The jokes
Kobe likes his shoes like the way he died.
Air.
What's the difference between George Floyd and Joe Biden?
They both talk like they're on fent.
Donald Trump is gonna be the best president we have ever had.
W-what does, I mean uh, what is, um-, wh-what’s the difference, no... I mean- I mean what do you call a, um... sorry guys, i-i can’t do this. 😥🥺
*runs away in tears*
Edward Robinson + Grant Wisler = WHAT THE FU**?
Memes
A Jew and a Jew walk into a bar. The goy says, "What do you want?" The first Jew says, "Give it alcohol." The second Jew says, "My son ran away and became Christian." Another Jew pipes in, he says, "My son too!" The bartender turns around and says, "You're not going to believe this..."
What's a prostitute's favorite snack?
Skittles.
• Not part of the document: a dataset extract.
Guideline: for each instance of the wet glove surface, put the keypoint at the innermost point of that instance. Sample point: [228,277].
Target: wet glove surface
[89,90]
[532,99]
They love to taste the rainbow.
Well, I was gonna make a joke about drunk people, but that would be good for the health.
Even the barber couldn't fix that hairline.
We all know 6 is scared of 7 because 789, but why did 10 have PTSD?
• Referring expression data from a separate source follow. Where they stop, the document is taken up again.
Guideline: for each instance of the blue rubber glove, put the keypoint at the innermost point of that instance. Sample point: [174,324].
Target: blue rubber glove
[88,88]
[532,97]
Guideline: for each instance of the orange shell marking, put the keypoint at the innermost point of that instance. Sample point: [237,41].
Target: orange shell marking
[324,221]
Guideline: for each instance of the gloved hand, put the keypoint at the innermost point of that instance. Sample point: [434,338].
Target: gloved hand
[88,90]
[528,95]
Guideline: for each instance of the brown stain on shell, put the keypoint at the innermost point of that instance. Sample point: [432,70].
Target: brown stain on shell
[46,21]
He was stuck in the middle of 9/11...
Yo mama so fat, she sat next to everyone on the plane.
What's the difference between an orphan and an Egyptian?
Egyptians have mummies.
How do Americans learn the metric system?
9mm at a time. The problem is sometimes it goes straight through their heads.
I am sorry, but the joke is in Urdu, which I cannot process. Please provide the joke text in English.
What did the grape say to the banana? "Stop graping me!"
Two lawyers are sitting on a park bench, and these two beautiful women walk by. The first lawyer says to the other, “Let’s go fuck these chicks.”
The second lawyer says, “Outta what?”
What happened to the terrorist who tried to blow up a bus?
He burnt himself on the exhaust pipe.
I like my woman like I like my wine, 12 years old and locked in the basement.
Person 1: How the freak did you get in my house?!?! I locked the door!!!
Person 2: But I'm your mom... I have a key. You dumbass.
My dick actually destroyed the Death Star.